As we navigate the mid-point of 2026, the discourse surrounding Artificial Intelligence (AI) has matured from the initial awe of generative models to the core questions of political economy: who owns the infrastructure, and for whose benefit does it operate? The recent analysis by Kostas Mylonas on tvxs.gr poses a fundamental question for European and Greek policy: can AI be treated as a public utility infrastructure, akin to the power grid or water supply?

The Transition from Product to Infrastructure

For decades, technology was viewed primarily through the lens of consumer products. However, AI has now permeated the vital organs of the state—healthcare, justice, education, and public administration—to such an extent that total reliance on private Big Tech entities is becoming a strategic liability. The concept of 'public utility' implies three core pillars: universal access, consistent quality, and democratic oversight. As Mylonas argues, if AI is the 'operating system' of modern society, then privatizing this system is tantamount to surrendering national sovereignty.

The push for 'Sovereign AI' in Europe is no longer a theoretical exercise. With the EU AI Act fully operational in 2026, safety and ethical standards are high, yet the ownership of the foundational models remains largely concentrated in non-European hands.
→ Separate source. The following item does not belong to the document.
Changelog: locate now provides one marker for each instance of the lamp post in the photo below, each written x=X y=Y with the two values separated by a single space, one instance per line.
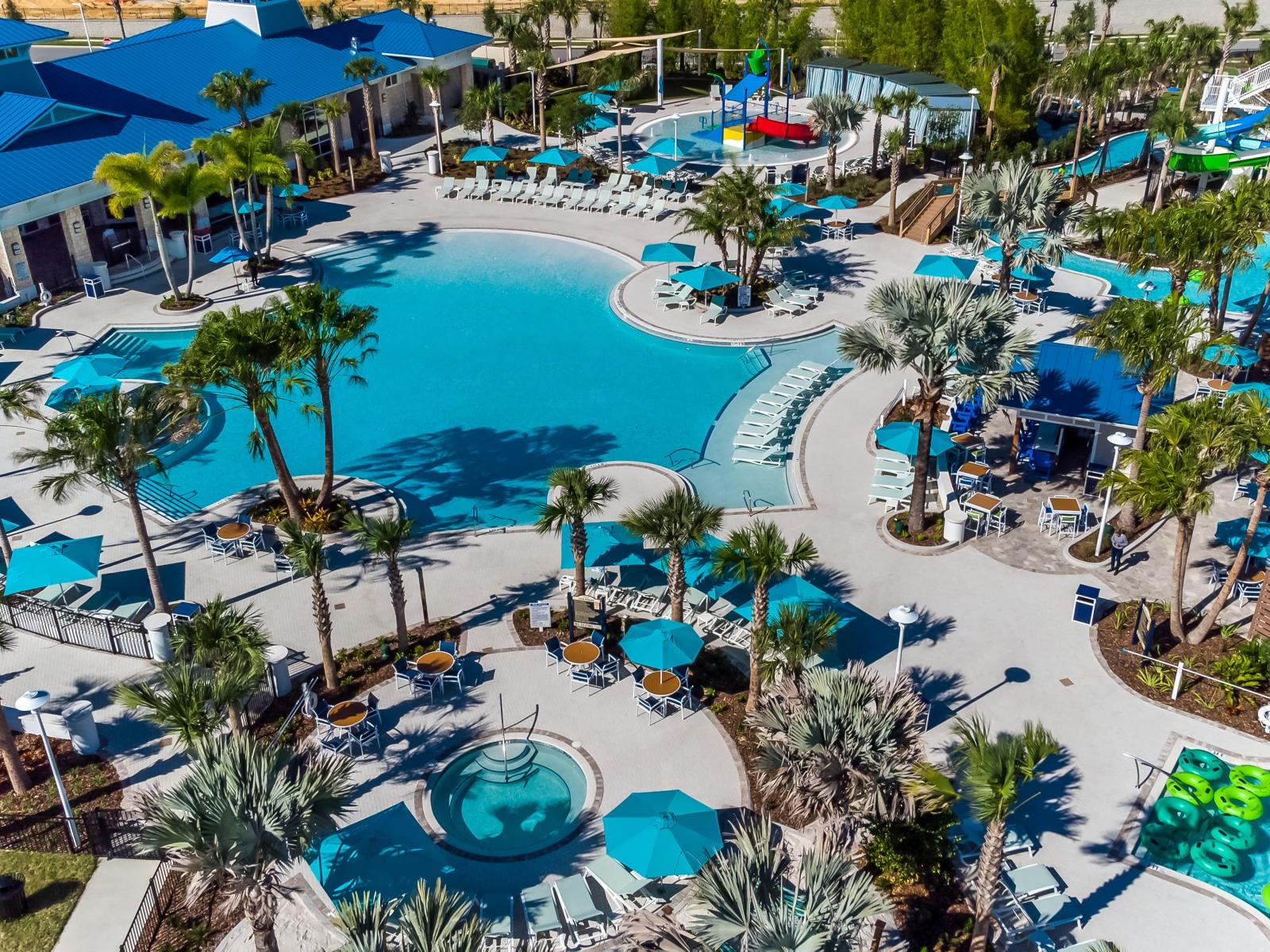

The proposal for AI as a public infrastructure involves the creation of state-owned or intergovernmental data centers and the promotion of open-source models that serve as a bedrock for local innovation.

Terms and Conditions for Public AI

Redefining AI as a utility is a complex undertaking that requires radical shifts across multiple dimensions:

  • Data as a Common Resource: Data generated by citizens through public services should be recycled back into the community as improved services, rather than fueling the proprietary algorithms of advertising giants.
  • Transparency and Accountability: Algorithms that influence decisions regarding social benefits, hiring, or medical diagnoses must be open to auditing by independent public bodies.
  • Energy Sustainability: A public AI infrastructure must align with Green Deal objectives, mitigating the massive energy consumption typical of unoptimized large-scale models.
"Artificial Intelligence is not a neutral technology; it is a mirror of our social relations of production and our political priorities," the analysis highlights.

The Greek Context and the Path Forward

For Greece, the challenge is twofold. The country must align with European mandates while simultaneously developing specialized applications that cater to the Greek language and local economic needs. Investing in domestic high-performance computing (HPC) is a prerequisite for reducing dependency on multinational cloud providers.

In conclusion, viewing AI as a public utility represents the only viable path away from a dystopian future of digital feudalism. The political will to fund and regulate these infrastructures will determine whether technology serves as a tool for empowerment or as a mechanism for deepening social and economic inequalities. The 2026 landscape demands that we move beyond regulation to active public participation in the technological architecture of our lives.